Connect to share and comment
By Luke Baker
BRUSSELS (Reuters) - Britain and France claimed victory on Tuesday with an EU decision to let them supply arms to Syrian rebels but it brings many risks and was cast by other diplomats and regional experts as a "miscalculation".
Shortly after midnight, after more than 12 hours of negotiation, the EU's 27 member states failed to agree on how to renew their Syrian arms embargo. That means the restrictions expire as of June 1, allowing EU states to export arms if they want, although only Britain and France are inclined to do so.
It is the most fundamental internal disagreement over foreign policy the European Union has had since the Iraq war 10 years ago and casts doubt on efforts to carve out a common stance that would help bind its members more closely together.
But more immediately, it has raised questions about what impact Britain and France - the EU's leading military powers - can expect to have on the ground in Syria, what it means for a negotiated peace and whether it begins a slippery slope towards far deeper involvement in the world's most combustible region.
British Foreign Secretary William Hague described Tuesday's outcome as "the right decision", even though the overwhelming majority of EU nations, led by Austria, opposed not only the lifting of the arms embargo but also any notable easing of it.
A French official highlighted the confrontational tone, saying Vienna would not be allowed to "dictate Europe's foreign policy". By holding to their position, Paris and London made any consensus impossible, forcing the embargo's collapse.
Diplomats and EU officials were surprised by how unbending the two proved to be, describing the mood in the negotiating room as downcast and the result as a "bad day for Europe".
Italy's foreign minister, Emma Bonino, called the outcome "inglorious" and laid the blame in part on EU foreign policy chief Catherine Ashton. The Briton, whose role is to represent a common diplomatic approach by the Union, had offered states many options but no one proposal they could back, Bonino said.
Some analysts described a far wider fallout, worrying that the decision will scupper what little chance there was of success at U.S.- and Russian-sponsored peace talks in Geneva next month, and will invigorate the flow of arms to President Bashar al-Assad from his Russian and Iranian allies.
"I would call it a serious miscalculation," Daniel Levy, the head of the Middle East and North Africa program at the European Council on Foreign Relations in London, said of the Franco-British push that dismantled the EU arms embargo.
"The risk is that escalation begets escalation," he said, setting out the likelihood that Russia will ramp up its own arms supplies to Assad with weapons that come with far less oversight or restriction than any arms the EU may supply to the rebels.
"There's a strong chance that things will be made worse, and then there's the risk of mission creep, especially when the Syrian opposition are very clear that that's what they're after, that they want more Western skin in the game."
France and Britain say they have taken no decisions yet on supplying arms, saying they first want to see what comes of the Geneva talks.

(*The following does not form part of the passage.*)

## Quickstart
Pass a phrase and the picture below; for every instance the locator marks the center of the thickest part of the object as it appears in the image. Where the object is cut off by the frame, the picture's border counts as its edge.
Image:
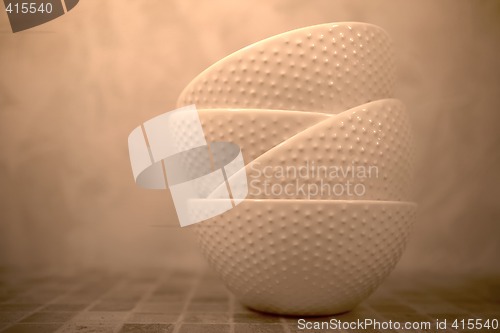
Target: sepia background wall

But they also emphasized on Tuesday that they now have legal authority to send weapons to Assad's opponents if they want, which they hope will pressure him to negotiate.
"Our focus in the coming weeks is the Geneva conference," said Hague. "What this is doing is sending that signal loud and clear to the regime and ... being very clear about the flexibility that we have if it refuses to negotiate."
Yet some analysts see that calculus as faulty. If the EU had decided to extend its arms embargo ahead of the Geneva talks, it might have called upon Russia to follow suit, de-escalating an arms race inside Syria and giving more scope for negotiation.
Instead, the opposite is happening, with weapons now set to bolster either side on the battlefield while the political track faces many obstacles. Russia's foreign minister accused the EU of undermining the Geneva peace efforts.
Coming in a week that has seen Moscow supply more missiles to Damascus and a declaration by Lebanon's Hezbollah militia that it stands with Assad, the EU dropping its arms embargo has ended up looking much more warlike than pacific.
"The EU decision to allow members their own discretion - within limits - of arming the Syrian rebels is the third shoe to drop in a week that will be considered the full internationalization of the Syrian war," said George Lopez, a professor of peace studies at the University of Notre Dame.
There may be further pitfalls for Britain and France, too. If the Geneva talks fail - and many diplomats fear they will - then the two allies, who worked closely together to help Libya's rebels, will have little choice but to show they can follow through on commitments in Syria too. The rebels will expect it.
London and Paris say they would supply arms to "moderate" factions only, which means careful monitoring on the ground by European observers. The last thing Prime Minister David Cameron or President Francois Hollande want are headlines revealing that British arms have ended up in the hands of al Qaeda.
They also face strict limits on the type of weaponry they can send since longstanding EU law proscribes the export of any equipment, whoever the recipient, that would "provoke or prolong armed conflicts or aggravate existing tensions".
Bound by those rules, there is little chance Britain or France could match the arms Russia or Iran might supply. That is one reason why Israel, still in a cold war with Damascus but also wary of the rebels, opposes weapons being sent to either.
"At the end of the day, Britain and France are playing bluff in a game of poker," said Levy of the European Council on Foreign Relations. "But they've got a transparent hand."